‘Moonrise Kingdom’ Review

By Oscar June 21, 2012 at 11:19 am Movies

It has been five long years since Wes Anderson’s last (non-animated) film, but it was well worth the wait. The writer/director is the master of telling tall tales of broken families and flawed characters through dry humor, breathtaking sets, nostalgic music and vibrant colors, and his latest effort is no different. Moonrise Kingdom is vintage Anderson and a breath of fresh air in a summer inundated with big budgets and CGI.

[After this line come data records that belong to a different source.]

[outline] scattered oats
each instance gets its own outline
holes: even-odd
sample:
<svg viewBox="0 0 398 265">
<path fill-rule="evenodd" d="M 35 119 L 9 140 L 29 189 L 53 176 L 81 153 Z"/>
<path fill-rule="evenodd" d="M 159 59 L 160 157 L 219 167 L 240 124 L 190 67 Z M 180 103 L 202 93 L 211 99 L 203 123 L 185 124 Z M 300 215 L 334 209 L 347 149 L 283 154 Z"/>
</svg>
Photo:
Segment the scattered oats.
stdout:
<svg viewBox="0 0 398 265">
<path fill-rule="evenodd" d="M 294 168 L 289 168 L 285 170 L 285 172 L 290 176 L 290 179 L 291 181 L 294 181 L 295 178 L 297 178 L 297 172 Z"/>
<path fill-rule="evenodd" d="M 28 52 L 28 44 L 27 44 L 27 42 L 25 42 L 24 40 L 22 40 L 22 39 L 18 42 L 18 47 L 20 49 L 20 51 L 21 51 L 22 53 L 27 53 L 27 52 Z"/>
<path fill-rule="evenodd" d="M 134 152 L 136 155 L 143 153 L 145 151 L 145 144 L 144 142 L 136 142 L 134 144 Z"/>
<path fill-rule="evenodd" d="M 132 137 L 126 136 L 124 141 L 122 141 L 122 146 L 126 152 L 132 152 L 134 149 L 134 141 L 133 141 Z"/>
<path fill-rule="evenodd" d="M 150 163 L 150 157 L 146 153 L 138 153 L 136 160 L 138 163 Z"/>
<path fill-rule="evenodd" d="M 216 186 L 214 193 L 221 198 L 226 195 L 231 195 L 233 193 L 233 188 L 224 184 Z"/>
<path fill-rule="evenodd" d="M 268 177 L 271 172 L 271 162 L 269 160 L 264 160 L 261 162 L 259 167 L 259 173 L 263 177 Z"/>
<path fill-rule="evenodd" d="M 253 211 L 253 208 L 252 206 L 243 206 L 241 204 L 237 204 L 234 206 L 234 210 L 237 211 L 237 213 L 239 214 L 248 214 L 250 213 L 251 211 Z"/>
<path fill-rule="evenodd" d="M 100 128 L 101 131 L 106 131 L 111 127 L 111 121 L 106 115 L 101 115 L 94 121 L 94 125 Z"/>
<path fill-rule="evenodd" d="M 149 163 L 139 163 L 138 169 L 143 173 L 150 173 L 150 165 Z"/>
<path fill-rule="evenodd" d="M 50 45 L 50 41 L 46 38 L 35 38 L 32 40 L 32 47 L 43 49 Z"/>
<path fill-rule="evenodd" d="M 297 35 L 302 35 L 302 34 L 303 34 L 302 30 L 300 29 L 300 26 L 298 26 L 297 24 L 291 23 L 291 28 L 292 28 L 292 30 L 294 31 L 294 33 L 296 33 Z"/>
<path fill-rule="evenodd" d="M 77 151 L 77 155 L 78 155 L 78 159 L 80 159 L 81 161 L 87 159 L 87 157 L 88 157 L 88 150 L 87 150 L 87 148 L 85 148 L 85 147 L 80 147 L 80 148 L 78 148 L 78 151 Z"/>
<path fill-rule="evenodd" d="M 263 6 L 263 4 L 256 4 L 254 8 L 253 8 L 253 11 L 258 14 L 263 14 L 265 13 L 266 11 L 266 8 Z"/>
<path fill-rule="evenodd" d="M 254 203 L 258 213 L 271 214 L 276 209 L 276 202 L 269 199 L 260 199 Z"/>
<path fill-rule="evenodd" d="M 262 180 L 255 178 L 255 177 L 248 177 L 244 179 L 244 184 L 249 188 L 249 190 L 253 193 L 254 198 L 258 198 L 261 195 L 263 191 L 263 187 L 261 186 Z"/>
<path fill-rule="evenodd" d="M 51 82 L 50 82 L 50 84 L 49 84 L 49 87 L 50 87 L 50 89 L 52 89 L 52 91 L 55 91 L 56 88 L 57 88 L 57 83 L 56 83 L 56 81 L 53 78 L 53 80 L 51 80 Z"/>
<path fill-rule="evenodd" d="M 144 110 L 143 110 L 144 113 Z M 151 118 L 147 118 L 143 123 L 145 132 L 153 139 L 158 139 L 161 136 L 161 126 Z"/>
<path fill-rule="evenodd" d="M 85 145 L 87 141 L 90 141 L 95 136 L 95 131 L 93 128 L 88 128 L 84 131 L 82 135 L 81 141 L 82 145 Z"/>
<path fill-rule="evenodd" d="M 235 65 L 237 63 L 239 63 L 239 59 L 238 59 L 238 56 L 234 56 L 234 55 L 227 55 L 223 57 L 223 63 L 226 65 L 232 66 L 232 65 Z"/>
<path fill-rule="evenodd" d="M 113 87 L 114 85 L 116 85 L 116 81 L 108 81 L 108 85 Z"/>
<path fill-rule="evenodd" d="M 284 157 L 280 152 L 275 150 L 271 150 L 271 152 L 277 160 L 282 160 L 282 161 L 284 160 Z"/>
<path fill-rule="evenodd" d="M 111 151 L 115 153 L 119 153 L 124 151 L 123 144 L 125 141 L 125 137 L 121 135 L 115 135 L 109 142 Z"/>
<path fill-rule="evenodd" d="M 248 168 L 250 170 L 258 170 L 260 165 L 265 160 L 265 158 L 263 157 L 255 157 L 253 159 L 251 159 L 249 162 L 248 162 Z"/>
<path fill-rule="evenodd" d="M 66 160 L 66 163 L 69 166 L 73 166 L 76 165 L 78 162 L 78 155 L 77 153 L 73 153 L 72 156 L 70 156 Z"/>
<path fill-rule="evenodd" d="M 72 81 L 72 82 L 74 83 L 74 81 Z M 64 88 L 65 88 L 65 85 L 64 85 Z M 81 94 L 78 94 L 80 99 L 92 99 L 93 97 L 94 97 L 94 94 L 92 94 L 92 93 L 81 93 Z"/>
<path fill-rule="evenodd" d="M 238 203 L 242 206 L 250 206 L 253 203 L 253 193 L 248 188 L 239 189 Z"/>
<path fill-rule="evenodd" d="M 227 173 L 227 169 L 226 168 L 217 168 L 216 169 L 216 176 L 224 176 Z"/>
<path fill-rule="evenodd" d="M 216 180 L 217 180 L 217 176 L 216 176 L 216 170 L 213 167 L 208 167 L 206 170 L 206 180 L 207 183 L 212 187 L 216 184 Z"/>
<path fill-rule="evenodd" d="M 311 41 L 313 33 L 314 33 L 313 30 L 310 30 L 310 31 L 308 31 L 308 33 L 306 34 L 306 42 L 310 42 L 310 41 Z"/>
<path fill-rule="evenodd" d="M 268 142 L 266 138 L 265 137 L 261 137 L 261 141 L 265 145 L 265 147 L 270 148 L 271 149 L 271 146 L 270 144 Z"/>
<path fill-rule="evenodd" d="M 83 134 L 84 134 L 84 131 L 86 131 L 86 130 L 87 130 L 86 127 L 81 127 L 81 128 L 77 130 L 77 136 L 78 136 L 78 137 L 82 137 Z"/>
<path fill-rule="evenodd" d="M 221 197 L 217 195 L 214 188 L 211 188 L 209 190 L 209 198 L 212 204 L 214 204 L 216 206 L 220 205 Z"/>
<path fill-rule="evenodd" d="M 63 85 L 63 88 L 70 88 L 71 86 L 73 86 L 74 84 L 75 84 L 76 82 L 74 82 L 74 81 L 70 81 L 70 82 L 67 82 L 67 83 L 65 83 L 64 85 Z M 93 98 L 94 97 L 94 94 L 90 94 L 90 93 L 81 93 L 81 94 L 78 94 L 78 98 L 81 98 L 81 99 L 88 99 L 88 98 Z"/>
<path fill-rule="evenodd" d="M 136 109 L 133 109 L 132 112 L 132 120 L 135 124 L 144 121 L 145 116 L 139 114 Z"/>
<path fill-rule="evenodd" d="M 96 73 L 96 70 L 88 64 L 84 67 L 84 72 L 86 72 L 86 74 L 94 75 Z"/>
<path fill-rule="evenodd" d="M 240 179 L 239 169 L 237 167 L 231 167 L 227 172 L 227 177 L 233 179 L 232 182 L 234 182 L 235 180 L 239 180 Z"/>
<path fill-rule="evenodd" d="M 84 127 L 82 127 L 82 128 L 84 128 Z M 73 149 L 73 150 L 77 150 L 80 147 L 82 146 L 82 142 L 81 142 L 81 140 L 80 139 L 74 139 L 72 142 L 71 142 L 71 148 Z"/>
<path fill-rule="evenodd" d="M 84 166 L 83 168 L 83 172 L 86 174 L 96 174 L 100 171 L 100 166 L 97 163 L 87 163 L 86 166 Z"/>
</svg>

Anderson journeys into the minds of two young lovebirds in 1965…and I really do mean young. A skinny, four-eyed 12-year-old orphan khaki scout named Sam Shakusky (a snarky, remarkable performance from Jared Gilman) sneaks into the girls’ dressing room of a play at a local church and falls for the raven played by Suzy Bishop (Kara Hayward). The two write each other for months before deciding to run away from the small New England town they live in. The two children’s disappearance warrants a search party headed by Captain Sharp (Bruce Willis), scout master Randy (a stellar performance from an eccentric Edward Norton) and Suzy’s troubled parents (Bill Murray and Frances McDormand).

The frantic search for Sam and Suzy allows the director to open up fresh wounds and display past scars, especially through the troubled marriage of Walt and Laura Bishop. Anderson’s afflicted, thought-provoking characters may not do or say very much (which is typical), but a little goes a long way in his films, most notably the masterful scene that has Murray’s vacant stare at the ceiling as his unfaithful wife tells him, “Stop feeling sorry for yourself,” to which he responds with a infinitely profound, “Why?”

While the climax involving a hurricane is overcrowded, the storm ultimately clears the clouded characters and their problems to provide us with one of the best films of the year. Moonrise Kingdom is a remarkable achievement that only shows us that while Anderson may have been away for years, he never lost his craft. The film’s innocence, characters, music, art and dry humor is worthy of an escape of our own to the theater.